2. Create a new Image Classification project.
3. Upload your PlantVillage dataset.
4. Select `google/vit-base-patch16-224` as the base model.
5. Train and push directly to your Hugging Face Hub profile!
**Option B: Python / Kaggle Notebook**
If you want to script it, use the `transformers` library inside a Kaggle Notebook (which gives you free access to P100/T4 GPUs!).

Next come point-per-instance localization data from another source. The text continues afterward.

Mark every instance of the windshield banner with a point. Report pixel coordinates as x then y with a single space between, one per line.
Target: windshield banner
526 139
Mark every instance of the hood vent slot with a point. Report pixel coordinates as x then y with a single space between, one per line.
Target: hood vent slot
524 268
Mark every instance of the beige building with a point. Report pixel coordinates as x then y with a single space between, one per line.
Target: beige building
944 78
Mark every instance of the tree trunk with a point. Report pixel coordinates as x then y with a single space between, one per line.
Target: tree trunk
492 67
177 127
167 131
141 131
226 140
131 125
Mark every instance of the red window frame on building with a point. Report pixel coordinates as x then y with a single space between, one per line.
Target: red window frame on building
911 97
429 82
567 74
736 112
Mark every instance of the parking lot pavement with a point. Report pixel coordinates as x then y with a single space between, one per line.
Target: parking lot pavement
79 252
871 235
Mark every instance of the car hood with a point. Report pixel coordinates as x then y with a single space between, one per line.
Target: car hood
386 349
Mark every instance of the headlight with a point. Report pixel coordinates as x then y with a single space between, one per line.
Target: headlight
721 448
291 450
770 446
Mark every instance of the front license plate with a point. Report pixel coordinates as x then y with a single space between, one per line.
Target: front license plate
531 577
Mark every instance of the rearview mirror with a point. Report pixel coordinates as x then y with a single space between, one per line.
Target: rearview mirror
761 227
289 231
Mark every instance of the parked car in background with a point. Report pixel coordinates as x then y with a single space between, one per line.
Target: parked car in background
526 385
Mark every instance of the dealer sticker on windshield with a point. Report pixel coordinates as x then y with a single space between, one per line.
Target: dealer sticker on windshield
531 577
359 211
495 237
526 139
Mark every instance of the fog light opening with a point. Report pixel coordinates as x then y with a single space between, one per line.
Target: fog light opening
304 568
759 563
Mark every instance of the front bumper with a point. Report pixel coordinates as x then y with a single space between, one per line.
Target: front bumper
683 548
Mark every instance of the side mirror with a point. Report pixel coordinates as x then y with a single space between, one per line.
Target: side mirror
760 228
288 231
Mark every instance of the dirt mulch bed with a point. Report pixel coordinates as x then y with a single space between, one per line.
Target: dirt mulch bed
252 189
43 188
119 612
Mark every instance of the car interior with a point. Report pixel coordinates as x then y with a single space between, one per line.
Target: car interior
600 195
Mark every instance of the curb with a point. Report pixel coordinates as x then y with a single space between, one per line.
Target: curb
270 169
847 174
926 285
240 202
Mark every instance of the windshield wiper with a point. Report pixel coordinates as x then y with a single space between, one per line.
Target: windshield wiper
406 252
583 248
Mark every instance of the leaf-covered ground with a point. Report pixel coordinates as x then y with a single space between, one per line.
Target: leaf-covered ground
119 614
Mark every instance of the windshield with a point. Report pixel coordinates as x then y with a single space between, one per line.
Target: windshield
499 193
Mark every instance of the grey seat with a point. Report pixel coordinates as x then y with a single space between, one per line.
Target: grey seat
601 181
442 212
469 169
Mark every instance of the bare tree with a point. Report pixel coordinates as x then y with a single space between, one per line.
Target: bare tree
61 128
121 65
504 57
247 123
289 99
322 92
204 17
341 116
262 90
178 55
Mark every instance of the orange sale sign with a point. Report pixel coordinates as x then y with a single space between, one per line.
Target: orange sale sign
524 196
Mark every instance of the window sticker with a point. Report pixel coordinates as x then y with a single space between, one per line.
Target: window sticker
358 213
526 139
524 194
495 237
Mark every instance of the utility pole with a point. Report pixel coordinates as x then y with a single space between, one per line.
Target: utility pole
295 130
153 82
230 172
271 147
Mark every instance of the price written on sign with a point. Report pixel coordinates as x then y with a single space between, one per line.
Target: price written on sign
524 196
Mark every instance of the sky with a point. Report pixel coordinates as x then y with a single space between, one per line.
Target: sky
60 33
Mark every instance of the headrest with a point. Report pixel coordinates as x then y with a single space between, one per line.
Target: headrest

Here is a high-level snippet of what the training script looks like:
```python
from transformers import AutoImageProcessor, AutoModelForImageClassification, Trainer, TrainingArguments
from datasets import load_dataset
# 1. Load dataset
dataset = load_dataset("imagefolder", data_dir="path/to/dataset")
# 2. Load processor & base model
processor = AutoImageProcessor.from_pretrained("google/vit-base-patch16-224")
model = AutoModelForImageClassification.from_pretrained(
"google/vit-base-patch16-224",
num_labels=38,
ignore_mismatched_sizes=True
)
# 3. Define training arguments & Trainer
training_args = TrainingArguments(
output_dir="./vit-plantvillage",
per_device_train_batch_size=16,
evaluation_strategy="epoch",
save_strategy="epoch",
num_train_epochs=3,
push_to_hub=True,
hub_model_id="your-username/cropguard-vit"
)
trainer = Trainer(model=model, args=training_args, train_dataset=dataset["train"], eval_dataset=dataset["val"])
trainer.train()
```
## 4. Deployment Steps (Hugging Face Spaces)
Once your UI is tested and your model is fine-tuned, you are ready to deploy.
1. **Create the Space**: Log into Hugging Face, click your profile picture, and select **New Space**.
2. **Configure the Space**:
- Give it a name (e.g., `CropGuard-AI`).
- Choose **Gradio** as the Space SDK.
- For hardware, select the **Free CPU** tier (or **T4 GPU** if you have it available).
3. **Upload Files**: Upload your local `app.py` and `requirements.txt` into the "Files" tab of your new space.
4. **Update the App File**: If you fine-tuned your model and pushed it to the hub (e.g., `your-username/cropguard-vit`), make sure you change `VISION_MODEL_ID = "your-username/cropguard-vit"` in the `app.py` file before uploading!
5. **Build**: The space will automatically begin building. It will install the dependencies from `requirements.txt` (including the CPU wheel for `llama-cpp-python`) and start the Gradio server.
> [!NOTE]
> The first boot on Hugging Face Spaces will take a few minutes as it downloads the 4.3GB LLM weights. Subsequent boots will be much faster.